A spokesman for Women in Need said that it would coordinate with the Department of Homeless Services and the city Office of Emergency Management in the event of any evacuations caused by flooding. He added that the building will be designed to be flood resilient, with the ground floor primarily serving as a parking garage.

Plans for the site — which city records show is not city-owned — were filed with the Department of Buildings in October, according to records. The developer, Gal Horowitz, hung up when contacted about the property. The project’s controversial architect, Shlomo Wygoda, could not be reached for comment. The Women in Need spokesman did not respond to a request for comment about the terms of sale or lease of the property.

Ioannou said that Women in Need should consider putting the shelter in a safer, less flood-prone neighborhood nearby.

“It’s time for other neighborhoods to step up and do their fair share — preferably some that aren’t on the front lines of flooding,” he said. “Why should we even allow these possibilities when we could just move two neighborhoods over? Bensonhurst doesn’t flood like Coney does.”
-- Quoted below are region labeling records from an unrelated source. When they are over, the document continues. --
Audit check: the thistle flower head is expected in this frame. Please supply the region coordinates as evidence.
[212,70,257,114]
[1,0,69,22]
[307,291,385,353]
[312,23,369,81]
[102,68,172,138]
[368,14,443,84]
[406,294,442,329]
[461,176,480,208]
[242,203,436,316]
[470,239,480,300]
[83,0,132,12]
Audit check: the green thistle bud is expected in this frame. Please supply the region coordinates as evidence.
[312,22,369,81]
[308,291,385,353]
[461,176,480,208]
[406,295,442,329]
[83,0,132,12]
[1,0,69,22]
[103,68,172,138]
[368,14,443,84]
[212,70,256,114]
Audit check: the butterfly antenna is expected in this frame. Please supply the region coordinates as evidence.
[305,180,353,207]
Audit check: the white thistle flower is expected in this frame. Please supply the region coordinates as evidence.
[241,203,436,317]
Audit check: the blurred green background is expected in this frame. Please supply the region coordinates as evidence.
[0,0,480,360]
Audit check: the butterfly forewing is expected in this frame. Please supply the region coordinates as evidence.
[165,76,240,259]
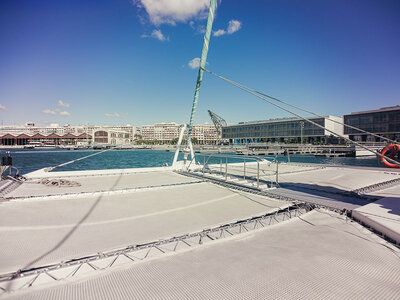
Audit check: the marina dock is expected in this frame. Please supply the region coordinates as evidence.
[0,160,400,299]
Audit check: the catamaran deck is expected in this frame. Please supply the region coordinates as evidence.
[0,163,400,299]
[6,210,400,300]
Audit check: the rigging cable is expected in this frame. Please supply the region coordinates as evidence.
[201,67,400,165]
[203,68,399,144]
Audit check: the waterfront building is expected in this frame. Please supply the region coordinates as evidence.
[222,116,343,144]
[343,105,400,142]
[142,122,220,144]
[0,123,140,146]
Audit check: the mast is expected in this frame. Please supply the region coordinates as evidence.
[186,0,217,145]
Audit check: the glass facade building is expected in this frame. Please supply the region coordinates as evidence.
[344,105,400,142]
[222,116,343,143]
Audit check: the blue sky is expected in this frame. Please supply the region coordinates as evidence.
[0,0,400,125]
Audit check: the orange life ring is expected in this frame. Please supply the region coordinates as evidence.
[379,144,400,168]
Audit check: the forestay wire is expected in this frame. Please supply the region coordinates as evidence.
[201,67,400,165]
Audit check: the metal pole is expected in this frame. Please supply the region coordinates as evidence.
[243,159,246,180]
[225,157,228,181]
[300,122,304,145]
[257,161,260,188]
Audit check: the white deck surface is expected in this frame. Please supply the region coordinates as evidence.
[0,172,290,273]
[352,197,400,244]
[210,162,400,192]
[5,171,199,198]
[4,210,400,300]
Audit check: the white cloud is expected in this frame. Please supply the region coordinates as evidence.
[213,20,242,37]
[60,111,71,116]
[213,29,226,36]
[188,57,200,69]
[58,100,69,107]
[133,0,210,26]
[42,109,56,115]
[227,20,242,34]
[104,112,119,118]
[141,29,169,41]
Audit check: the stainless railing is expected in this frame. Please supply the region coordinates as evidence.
[186,153,278,188]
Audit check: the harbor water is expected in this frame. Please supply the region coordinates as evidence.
[2,149,382,175]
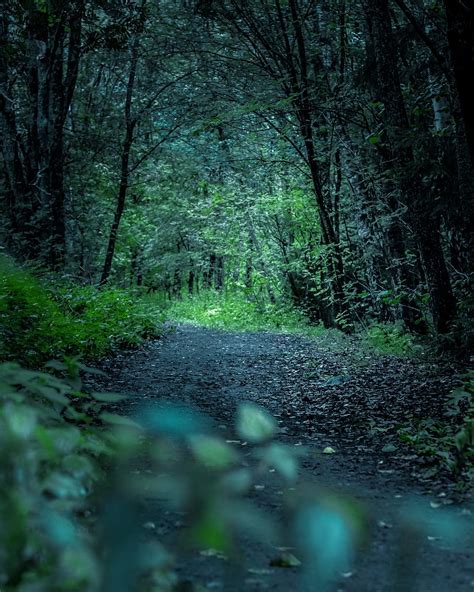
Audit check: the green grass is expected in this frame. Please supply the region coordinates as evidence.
[0,257,162,367]
[363,323,421,356]
[166,291,325,335]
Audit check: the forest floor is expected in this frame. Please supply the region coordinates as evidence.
[94,325,474,592]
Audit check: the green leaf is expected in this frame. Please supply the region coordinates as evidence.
[270,553,301,567]
[91,393,127,403]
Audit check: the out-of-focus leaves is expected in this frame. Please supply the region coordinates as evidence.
[2,403,38,440]
[91,392,127,403]
[270,553,301,567]
[295,504,354,590]
[42,473,86,498]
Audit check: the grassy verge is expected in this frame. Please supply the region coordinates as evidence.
[362,323,423,356]
[166,291,324,335]
[0,257,162,367]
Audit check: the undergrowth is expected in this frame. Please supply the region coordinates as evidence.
[0,257,162,367]
[399,370,474,488]
[363,323,421,356]
[162,291,324,335]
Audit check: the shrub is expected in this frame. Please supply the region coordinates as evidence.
[0,257,162,367]
[167,291,322,333]
[365,323,419,356]
[399,370,474,486]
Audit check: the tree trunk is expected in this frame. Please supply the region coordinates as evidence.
[366,0,456,333]
[444,0,474,166]
[100,37,139,286]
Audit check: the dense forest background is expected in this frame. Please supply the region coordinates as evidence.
[0,0,474,592]
[0,0,474,344]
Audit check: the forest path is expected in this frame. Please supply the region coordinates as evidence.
[100,325,474,592]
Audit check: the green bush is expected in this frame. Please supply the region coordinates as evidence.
[0,257,162,367]
[364,323,419,356]
[399,370,474,486]
[0,360,365,592]
[167,291,323,334]
[0,363,112,592]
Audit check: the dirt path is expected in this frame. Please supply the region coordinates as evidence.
[97,326,474,592]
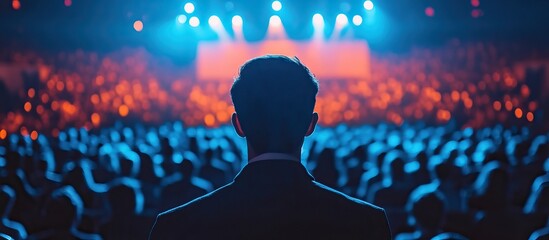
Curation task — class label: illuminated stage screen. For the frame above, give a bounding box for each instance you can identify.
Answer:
[196,40,370,81]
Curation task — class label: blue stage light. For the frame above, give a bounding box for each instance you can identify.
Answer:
[313,13,324,28]
[183,3,194,14]
[364,0,374,11]
[232,15,242,26]
[353,15,362,26]
[336,13,349,26]
[271,1,282,12]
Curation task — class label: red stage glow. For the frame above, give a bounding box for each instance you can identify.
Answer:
[196,40,370,81]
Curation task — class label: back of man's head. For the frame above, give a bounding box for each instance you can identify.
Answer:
[231,55,318,153]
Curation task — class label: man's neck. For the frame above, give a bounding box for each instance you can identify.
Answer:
[247,143,301,161]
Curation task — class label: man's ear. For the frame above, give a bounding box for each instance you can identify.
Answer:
[305,112,318,137]
[231,112,246,137]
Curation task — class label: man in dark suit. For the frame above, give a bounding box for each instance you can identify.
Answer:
[149,55,391,239]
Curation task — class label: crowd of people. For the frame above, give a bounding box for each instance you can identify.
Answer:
[0,121,549,239]
[0,41,547,137]
[0,41,549,239]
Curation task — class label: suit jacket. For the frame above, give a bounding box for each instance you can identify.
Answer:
[149,160,391,239]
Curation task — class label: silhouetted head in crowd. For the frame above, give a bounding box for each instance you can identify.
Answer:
[45,186,84,231]
[231,55,318,159]
[381,150,405,185]
[107,181,143,218]
[406,186,446,234]
[0,185,15,219]
[179,159,194,179]
[470,161,509,211]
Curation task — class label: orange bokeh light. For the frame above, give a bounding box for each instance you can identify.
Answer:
[27,88,36,98]
[36,105,44,114]
[11,0,21,10]
[91,113,101,127]
[118,104,130,117]
[526,112,534,122]
[133,20,143,32]
[505,101,513,111]
[204,114,215,127]
[31,131,38,140]
[493,101,501,111]
[23,102,32,112]
[0,129,8,139]
[515,108,522,118]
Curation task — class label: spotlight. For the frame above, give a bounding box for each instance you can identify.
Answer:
[271,1,282,12]
[336,13,349,26]
[133,20,143,32]
[232,15,242,26]
[208,15,221,28]
[189,17,200,27]
[269,15,282,27]
[353,15,362,26]
[313,13,324,28]
[176,14,187,24]
[183,3,194,14]
[364,0,374,11]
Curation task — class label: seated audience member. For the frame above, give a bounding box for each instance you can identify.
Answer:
[149,55,391,239]
[30,186,101,240]
[469,161,519,239]
[368,150,414,208]
[395,188,467,240]
[160,159,213,210]
[100,178,148,239]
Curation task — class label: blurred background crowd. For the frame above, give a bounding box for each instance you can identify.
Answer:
[0,0,549,239]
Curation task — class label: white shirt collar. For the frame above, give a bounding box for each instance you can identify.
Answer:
[248,153,301,164]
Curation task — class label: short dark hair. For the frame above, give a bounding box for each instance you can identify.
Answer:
[231,55,318,153]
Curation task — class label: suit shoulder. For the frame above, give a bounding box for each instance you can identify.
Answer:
[158,183,232,219]
[314,181,385,213]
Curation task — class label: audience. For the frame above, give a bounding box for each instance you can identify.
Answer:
[0,122,549,239]
[0,42,549,239]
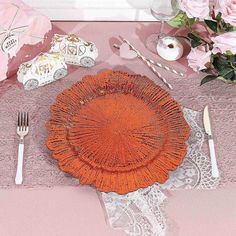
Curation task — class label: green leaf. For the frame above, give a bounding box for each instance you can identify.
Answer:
[204,20,218,33]
[219,67,235,80]
[188,33,201,41]
[188,33,201,48]
[200,75,217,85]
[216,12,222,21]
[217,76,236,84]
[167,11,188,28]
[190,40,201,48]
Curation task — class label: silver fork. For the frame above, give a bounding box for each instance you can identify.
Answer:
[15,112,29,184]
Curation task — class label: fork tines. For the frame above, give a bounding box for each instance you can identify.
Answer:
[17,112,29,130]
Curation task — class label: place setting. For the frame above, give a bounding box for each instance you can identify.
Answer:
[0,1,236,236]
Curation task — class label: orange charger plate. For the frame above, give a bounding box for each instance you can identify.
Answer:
[47,70,189,194]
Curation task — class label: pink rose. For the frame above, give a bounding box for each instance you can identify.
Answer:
[178,0,210,19]
[187,46,211,72]
[214,0,236,26]
[211,32,236,54]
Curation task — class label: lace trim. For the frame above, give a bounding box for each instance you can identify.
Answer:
[101,108,219,236]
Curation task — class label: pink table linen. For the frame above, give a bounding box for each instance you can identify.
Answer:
[0,22,236,236]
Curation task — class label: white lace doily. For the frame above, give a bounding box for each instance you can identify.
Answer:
[102,108,219,236]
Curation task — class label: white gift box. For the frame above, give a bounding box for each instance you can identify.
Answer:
[51,34,98,67]
[17,53,67,90]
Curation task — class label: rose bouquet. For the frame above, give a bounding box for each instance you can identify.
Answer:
[168,0,236,84]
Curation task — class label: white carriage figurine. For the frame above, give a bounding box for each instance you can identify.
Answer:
[50,34,98,67]
[17,53,67,90]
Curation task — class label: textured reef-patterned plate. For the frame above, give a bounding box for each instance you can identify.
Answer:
[47,71,189,194]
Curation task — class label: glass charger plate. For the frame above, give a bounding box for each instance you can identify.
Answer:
[47,71,189,194]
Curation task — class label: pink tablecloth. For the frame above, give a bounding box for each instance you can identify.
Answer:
[0,22,236,236]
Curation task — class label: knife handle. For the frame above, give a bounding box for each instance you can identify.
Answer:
[208,138,220,178]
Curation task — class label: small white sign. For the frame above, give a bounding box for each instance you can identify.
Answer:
[1,34,19,53]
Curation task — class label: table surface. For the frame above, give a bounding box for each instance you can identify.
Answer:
[0,22,236,236]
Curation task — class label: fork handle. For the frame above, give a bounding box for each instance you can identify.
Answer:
[15,139,24,184]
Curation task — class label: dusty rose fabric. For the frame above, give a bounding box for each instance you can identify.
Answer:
[0,0,51,81]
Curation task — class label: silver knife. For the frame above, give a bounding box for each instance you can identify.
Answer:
[203,106,219,178]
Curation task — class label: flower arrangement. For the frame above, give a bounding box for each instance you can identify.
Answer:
[168,0,236,85]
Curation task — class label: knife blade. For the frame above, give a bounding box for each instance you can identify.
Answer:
[203,105,219,178]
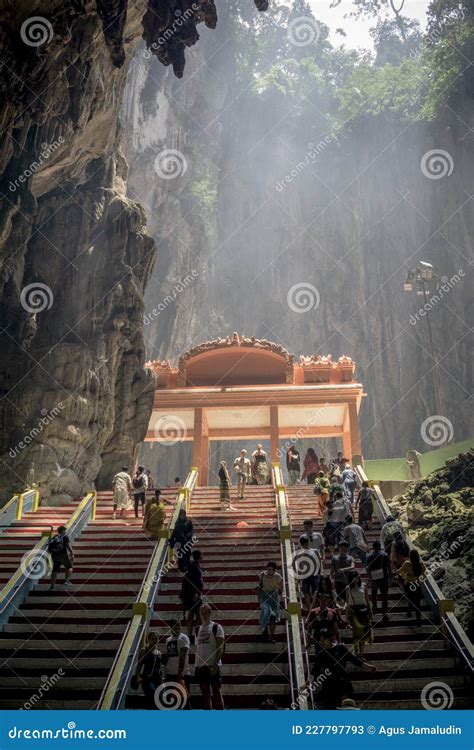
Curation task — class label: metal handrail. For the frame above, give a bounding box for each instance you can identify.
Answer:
[0,492,96,627]
[355,466,474,673]
[272,464,312,711]
[96,467,198,711]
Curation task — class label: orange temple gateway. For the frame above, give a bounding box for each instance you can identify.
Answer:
[146,333,364,485]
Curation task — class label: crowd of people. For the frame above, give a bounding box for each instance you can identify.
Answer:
[42,452,424,709]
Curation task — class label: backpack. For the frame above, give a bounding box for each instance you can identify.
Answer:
[48,534,65,555]
[133,474,144,490]
[212,622,225,659]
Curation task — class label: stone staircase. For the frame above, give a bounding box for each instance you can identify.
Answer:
[287,485,470,709]
[127,486,290,709]
[0,489,176,709]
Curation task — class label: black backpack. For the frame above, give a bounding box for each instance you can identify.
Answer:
[48,534,65,555]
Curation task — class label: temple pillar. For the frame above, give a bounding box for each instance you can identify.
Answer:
[270,405,280,463]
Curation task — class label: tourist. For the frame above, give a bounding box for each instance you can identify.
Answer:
[292,534,321,612]
[330,542,355,602]
[170,508,194,573]
[313,471,329,516]
[346,570,373,656]
[390,534,410,572]
[257,560,283,643]
[164,620,191,710]
[133,466,148,518]
[112,466,133,520]
[341,464,357,505]
[286,445,301,484]
[145,469,155,490]
[136,631,161,708]
[252,443,270,486]
[356,480,375,531]
[48,526,74,591]
[329,474,344,500]
[143,490,166,539]
[180,549,204,643]
[218,461,235,510]
[313,472,329,516]
[380,516,404,557]
[319,456,329,476]
[303,518,324,560]
[195,604,224,711]
[301,448,319,484]
[343,516,369,565]
[397,548,425,626]
[234,448,251,500]
[366,539,390,622]
[312,631,376,709]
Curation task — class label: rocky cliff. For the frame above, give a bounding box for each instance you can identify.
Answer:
[0,0,262,502]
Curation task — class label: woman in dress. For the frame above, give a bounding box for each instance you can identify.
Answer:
[252,444,270,485]
[143,490,166,539]
[301,448,319,484]
[257,560,283,643]
[356,481,375,530]
[346,570,373,658]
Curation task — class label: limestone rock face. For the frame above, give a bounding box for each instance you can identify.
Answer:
[390,449,474,640]
[0,0,260,503]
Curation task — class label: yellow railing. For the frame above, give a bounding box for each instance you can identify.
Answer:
[273,464,309,711]
[0,488,40,521]
[97,468,198,711]
[0,492,96,617]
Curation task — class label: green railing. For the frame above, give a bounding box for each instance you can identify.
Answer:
[355,466,474,672]
[272,464,312,711]
[0,492,96,628]
[97,468,198,711]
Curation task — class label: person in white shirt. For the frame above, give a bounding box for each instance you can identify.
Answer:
[194,604,224,711]
[234,448,251,500]
[164,620,191,710]
[112,466,133,518]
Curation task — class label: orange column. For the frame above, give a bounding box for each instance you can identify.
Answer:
[193,406,203,485]
[270,406,280,463]
[348,401,362,462]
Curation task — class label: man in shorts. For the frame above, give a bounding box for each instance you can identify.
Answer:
[195,604,224,711]
[48,526,74,591]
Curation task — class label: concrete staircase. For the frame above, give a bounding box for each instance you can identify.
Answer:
[0,490,176,709]
[287,485,470,709]
[127,487,290,709]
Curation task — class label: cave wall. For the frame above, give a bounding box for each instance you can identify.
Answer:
[123,14,474,484]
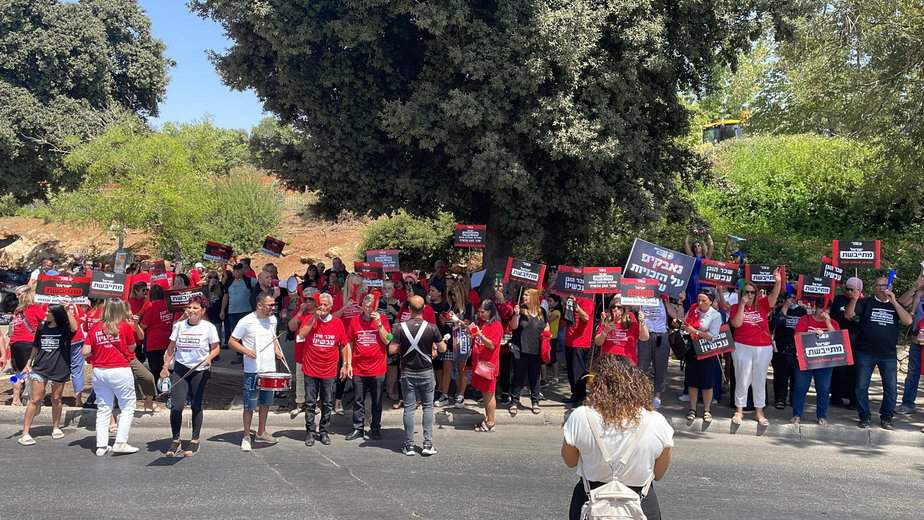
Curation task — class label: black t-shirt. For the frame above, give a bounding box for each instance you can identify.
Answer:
[856,297,901,356]
[32,325,74,382]
[395,318,442,372]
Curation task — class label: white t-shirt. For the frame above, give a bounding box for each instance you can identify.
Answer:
[170,320,220,371]
[565,406,674,487]
[231,312,276,374]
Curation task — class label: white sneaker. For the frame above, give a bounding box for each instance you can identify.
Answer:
[112,442,138,455]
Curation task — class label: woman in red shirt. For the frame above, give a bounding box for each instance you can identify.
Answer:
[594,296,648,366]
[729,268,782,426]
[9,287,46,406]
[83,299,138,457]
[471,300,504,432]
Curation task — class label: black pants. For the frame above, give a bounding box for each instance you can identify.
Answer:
[513,354,542,406]
[565,346,596,401]
[305,375,337,433]
[770,352,799,404]
[568,480,661,520]
[171,364,212,440]
[353,376,385,431]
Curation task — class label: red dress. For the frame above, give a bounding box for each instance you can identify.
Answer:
[472,320,504,394]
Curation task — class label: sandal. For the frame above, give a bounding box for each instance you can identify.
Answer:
[475,421,494,433]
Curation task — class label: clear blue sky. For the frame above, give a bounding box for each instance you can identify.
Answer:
[140,0,265,130]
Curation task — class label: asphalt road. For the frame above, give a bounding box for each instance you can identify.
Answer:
[0,422,924,520]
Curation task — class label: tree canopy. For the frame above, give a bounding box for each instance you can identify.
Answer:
[0,0,172,200]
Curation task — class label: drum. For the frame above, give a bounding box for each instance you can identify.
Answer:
[257,372,292,392]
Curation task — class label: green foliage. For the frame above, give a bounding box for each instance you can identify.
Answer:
[356,210,461,271]
[0,0,172,200]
But the Department of Homeless Services chose the site in part because Coney Island currently has no traditional shelters and only one hotel cluster site serving 22 families with children, which it plans to close by the time the Neptune Avenue shelter opens, according to a spokesman.

Ioannou said that he wasn’t convinced, given the contamination and environmental concerns with this site, and alleged that the city may simply be making a sweetheart deal with a powerful political figure.

“This thing is being bypassed without really any say,” Ioannou said. “To say [Quinn] has influence, absolutely, there’s no denying that.”